Anthrax is primarily a disease of the herbivores and occurs in almost all parts of the world. The disease has declined recently throughout the world as a result of the development of an effective vaccine and the use of antibiotics. As per the World Health Organization (WHO) 20,000-100,000 cases of human anthrax are reported annually throughout the world.The causative agent of anthrax is Bacillus anthracis. The organism forms spores in contact with air, which are resistant to heat, low temperature, many disinfectants and prolonged drying; thus survive for long periods in soil, feed, animal products, etc.
Epidemiology: In comparison to the herbivores, man is moderately resistant to anthrax. Human anthrax has been classified as non-industrial anthrax and occurs in butchers, farmers, pathologists and veterinarians as a result of close contact with infected animals. Industrial anthrax occurs in those employed in the processing of wool, hair, hides, bones or other animals products.

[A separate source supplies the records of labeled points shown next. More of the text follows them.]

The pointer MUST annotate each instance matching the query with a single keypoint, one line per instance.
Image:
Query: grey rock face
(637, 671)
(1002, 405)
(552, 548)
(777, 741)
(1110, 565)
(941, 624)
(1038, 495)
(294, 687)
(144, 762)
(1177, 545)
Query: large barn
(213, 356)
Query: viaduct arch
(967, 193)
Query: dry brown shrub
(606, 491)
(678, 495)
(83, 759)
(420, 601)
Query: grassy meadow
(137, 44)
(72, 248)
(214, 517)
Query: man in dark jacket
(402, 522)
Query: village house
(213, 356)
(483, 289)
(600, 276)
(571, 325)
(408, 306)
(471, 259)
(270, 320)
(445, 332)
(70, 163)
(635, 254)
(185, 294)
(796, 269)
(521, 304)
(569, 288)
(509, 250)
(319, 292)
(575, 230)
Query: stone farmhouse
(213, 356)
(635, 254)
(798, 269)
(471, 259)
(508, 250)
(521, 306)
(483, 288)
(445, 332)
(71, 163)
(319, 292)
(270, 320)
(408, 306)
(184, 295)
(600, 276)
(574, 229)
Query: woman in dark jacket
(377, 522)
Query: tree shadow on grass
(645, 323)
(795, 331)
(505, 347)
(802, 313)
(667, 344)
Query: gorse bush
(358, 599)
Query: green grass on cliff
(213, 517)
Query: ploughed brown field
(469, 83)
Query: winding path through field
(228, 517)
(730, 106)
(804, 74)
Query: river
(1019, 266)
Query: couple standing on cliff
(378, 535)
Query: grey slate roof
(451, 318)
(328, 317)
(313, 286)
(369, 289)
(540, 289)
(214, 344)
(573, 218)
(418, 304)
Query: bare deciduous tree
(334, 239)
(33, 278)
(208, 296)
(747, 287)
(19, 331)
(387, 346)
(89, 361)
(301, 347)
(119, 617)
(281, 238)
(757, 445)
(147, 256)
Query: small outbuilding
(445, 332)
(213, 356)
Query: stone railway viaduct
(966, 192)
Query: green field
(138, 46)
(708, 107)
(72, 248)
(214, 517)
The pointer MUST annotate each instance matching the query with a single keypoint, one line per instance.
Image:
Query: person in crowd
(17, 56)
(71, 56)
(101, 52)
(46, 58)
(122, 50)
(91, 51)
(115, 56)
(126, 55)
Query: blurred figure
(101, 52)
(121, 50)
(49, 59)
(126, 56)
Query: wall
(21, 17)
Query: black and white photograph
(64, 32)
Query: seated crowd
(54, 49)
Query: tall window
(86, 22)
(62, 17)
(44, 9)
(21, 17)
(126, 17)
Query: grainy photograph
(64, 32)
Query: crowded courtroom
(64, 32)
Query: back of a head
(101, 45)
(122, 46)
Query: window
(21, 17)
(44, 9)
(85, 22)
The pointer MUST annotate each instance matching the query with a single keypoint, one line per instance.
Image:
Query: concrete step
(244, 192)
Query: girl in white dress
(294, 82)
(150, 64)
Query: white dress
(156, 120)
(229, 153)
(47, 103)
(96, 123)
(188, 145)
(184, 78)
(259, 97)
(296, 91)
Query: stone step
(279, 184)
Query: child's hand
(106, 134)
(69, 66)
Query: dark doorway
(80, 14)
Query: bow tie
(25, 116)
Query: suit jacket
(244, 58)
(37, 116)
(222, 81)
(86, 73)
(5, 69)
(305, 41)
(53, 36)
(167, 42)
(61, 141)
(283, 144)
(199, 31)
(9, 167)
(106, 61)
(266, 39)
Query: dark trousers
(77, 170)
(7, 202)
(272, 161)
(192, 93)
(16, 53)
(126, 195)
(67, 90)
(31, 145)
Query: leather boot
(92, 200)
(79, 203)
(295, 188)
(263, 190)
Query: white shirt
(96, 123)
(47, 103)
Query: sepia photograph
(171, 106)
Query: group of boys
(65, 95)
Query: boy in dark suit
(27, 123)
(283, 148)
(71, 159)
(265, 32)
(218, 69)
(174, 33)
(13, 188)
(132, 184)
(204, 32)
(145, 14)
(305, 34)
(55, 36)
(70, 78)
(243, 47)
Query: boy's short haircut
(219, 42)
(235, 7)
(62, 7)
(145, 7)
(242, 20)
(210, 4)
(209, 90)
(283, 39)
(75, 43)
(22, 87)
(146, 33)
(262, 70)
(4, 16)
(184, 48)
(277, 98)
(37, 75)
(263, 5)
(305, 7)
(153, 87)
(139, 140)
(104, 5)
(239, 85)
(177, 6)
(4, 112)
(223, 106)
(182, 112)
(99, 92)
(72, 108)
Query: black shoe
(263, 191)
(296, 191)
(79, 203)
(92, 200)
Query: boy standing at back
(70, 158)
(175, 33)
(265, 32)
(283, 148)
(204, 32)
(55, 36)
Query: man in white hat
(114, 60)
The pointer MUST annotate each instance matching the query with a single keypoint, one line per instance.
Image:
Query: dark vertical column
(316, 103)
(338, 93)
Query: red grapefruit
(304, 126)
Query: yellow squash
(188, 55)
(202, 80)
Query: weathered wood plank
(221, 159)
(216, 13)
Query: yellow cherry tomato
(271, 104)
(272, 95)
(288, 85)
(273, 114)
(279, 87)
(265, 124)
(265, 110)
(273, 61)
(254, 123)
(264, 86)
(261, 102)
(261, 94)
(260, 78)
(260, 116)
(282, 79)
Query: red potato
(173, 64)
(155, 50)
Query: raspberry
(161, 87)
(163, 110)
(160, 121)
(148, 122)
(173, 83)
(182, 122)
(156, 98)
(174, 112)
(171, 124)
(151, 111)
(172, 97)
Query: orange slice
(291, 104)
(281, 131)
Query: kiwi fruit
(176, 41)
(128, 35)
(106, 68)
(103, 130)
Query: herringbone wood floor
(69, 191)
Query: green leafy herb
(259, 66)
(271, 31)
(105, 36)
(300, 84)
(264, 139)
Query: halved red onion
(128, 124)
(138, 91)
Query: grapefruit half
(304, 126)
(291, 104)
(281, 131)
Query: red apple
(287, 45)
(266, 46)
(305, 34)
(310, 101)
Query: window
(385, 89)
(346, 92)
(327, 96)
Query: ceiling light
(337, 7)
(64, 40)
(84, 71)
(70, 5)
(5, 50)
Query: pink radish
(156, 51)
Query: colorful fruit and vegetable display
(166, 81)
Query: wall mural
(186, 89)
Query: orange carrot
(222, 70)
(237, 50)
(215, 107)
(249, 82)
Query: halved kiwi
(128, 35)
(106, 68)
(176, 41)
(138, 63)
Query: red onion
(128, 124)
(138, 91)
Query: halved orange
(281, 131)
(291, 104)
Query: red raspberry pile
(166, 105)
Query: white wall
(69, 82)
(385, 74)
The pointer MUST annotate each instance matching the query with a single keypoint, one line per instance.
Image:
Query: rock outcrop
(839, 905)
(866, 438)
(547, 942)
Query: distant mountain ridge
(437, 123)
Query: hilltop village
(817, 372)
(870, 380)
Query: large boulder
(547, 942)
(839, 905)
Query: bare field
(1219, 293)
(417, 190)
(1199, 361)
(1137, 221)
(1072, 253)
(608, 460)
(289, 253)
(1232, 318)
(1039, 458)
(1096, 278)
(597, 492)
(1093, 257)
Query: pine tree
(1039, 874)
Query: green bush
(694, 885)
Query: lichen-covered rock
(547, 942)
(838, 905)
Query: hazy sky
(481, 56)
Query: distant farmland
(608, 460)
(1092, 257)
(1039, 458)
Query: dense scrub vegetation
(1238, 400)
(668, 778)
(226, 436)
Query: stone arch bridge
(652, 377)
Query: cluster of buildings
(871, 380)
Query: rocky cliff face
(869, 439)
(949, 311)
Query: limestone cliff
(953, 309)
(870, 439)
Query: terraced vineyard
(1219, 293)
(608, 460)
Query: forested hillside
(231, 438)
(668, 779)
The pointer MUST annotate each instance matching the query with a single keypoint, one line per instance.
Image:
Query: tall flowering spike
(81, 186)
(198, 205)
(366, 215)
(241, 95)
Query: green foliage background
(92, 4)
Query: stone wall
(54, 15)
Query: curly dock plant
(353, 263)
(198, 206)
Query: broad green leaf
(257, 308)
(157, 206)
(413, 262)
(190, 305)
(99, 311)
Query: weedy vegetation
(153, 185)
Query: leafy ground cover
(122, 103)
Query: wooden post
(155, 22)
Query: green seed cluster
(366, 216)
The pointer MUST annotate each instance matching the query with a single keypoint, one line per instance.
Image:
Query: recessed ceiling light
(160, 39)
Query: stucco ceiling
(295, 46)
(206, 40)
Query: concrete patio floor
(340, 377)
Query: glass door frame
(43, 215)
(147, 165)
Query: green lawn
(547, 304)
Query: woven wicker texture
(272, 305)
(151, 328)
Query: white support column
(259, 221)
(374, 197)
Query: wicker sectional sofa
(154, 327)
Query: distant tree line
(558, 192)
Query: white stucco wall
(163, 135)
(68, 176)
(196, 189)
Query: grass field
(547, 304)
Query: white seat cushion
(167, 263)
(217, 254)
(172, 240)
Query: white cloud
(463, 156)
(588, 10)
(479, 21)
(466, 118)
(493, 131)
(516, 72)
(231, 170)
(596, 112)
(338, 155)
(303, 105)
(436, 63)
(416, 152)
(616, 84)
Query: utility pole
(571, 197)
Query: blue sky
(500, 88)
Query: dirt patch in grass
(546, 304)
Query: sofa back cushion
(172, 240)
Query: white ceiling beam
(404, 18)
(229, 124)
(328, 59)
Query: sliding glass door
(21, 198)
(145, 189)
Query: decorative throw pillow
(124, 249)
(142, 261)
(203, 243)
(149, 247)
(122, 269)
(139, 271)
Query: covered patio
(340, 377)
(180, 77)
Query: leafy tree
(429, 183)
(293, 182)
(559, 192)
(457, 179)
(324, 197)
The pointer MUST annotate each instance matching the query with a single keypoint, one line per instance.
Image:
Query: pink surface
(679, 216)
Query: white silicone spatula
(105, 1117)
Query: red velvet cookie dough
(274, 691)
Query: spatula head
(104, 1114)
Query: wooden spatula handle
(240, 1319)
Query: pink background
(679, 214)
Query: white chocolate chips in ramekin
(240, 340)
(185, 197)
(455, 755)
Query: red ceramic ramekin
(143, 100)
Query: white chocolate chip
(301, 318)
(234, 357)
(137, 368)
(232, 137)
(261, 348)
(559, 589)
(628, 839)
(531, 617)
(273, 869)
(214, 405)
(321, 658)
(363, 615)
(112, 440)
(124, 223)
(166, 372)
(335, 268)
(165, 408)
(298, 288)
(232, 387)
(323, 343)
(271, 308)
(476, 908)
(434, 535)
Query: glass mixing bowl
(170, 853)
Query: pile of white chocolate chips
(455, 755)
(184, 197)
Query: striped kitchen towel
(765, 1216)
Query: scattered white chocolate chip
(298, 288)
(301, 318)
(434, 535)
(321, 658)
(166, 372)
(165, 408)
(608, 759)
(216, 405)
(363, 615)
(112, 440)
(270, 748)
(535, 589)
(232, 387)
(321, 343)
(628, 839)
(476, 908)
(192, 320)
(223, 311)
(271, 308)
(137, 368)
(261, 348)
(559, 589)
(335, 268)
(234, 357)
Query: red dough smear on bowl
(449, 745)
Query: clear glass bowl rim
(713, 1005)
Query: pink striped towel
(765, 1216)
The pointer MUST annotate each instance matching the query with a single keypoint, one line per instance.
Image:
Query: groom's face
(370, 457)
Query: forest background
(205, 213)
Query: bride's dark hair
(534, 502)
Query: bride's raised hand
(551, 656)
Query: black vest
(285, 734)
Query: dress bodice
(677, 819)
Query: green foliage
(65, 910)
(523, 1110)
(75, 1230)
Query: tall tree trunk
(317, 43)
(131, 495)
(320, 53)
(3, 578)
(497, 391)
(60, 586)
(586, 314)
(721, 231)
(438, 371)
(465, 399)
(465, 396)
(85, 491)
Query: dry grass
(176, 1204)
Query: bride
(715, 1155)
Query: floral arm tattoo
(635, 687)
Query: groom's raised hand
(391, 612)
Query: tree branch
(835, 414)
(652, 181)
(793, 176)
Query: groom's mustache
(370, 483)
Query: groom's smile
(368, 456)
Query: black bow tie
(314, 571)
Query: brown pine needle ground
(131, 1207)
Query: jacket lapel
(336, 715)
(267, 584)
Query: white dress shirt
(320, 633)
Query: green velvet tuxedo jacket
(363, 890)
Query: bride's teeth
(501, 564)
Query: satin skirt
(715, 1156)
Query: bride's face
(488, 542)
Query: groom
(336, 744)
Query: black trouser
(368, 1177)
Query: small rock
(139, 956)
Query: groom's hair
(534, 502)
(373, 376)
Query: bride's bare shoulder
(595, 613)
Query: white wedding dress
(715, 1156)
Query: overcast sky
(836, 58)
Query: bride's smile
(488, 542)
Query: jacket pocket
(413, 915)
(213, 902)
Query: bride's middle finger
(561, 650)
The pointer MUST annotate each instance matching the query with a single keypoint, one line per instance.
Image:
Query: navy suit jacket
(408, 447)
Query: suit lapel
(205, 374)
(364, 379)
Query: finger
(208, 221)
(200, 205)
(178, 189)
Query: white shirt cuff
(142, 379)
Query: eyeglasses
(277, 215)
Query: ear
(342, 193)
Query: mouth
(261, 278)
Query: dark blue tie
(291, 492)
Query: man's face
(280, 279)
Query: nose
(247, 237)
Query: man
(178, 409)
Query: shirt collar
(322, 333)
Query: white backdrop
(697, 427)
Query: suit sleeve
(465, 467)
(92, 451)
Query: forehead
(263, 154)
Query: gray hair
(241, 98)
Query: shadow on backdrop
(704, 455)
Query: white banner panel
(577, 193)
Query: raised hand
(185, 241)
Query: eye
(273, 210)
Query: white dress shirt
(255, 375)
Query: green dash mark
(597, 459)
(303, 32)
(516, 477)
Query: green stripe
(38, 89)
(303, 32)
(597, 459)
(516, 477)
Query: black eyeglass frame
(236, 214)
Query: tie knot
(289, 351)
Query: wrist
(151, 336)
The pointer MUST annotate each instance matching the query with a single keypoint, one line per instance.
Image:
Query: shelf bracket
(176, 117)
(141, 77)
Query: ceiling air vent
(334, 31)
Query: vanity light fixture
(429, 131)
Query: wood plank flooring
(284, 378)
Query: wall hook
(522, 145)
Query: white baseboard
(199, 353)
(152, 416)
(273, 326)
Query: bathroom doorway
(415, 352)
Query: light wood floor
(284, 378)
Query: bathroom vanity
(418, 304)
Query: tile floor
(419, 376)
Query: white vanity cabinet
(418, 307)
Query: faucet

Non-industrial anthrax results from handling of infected carcasses and usually manifests as cutaneous form. Water-borne and insect –transmitted anthrax also take the cutaneous form. Intestinal anthrax resulting from the consumption of infected meat also belongs to the non-industrial category. Industrial anthrax may be cutaneous but generally occurs as pulmonary form due to inhalation of spore-laden dust. Man almost invariably acquires anthrax directly or indirectly from infected animals. Laboratory-acquired infections have been reported. The occurrence of anthrax appears to be unrelated to age or sex.
Clinical features: Anthrax occurs in 3 forms in man – the cutaneous form, the intestinal and the pulmonary form. Cutaneous form accounts for most human cases throughout the world. All the three forms are potentially fatal but the cutaneous types are often self – limiting.
Cutaneous anthrax: The incubation period is usually 2-3 days. The infection occurs via a cut, abrasion or insect bite. The lesion develops as a papule which turns black and may contain pus if secondarily infected with pyogenic organisms. The lesion may remain small but occasionally becomes very extensive. It is always surrounded by oedema and the black eschar firmly adherent to the underlying tissues. In cases that become septicaemic, temperature rises to 40oC and then may fall to below normal within a few hours. The patient becomes toxaemic and shocked. Dyspnoea, cyanosis and collapse precede death.
Intestinal anthrax: The incubation period is usually 2-5 days. The lesions develop after the ingestion of B. anthracis spores in infected meat, milk, or other food stuffs. The characteristic eschar, or malignant carbuncle occurs in most part of the duodenum. Nausea, vomiting, anorexia, fever, abdominal pain and bloody diarrhoea are often seen. This form of anthrax is more fatal than cutaneous anthrax.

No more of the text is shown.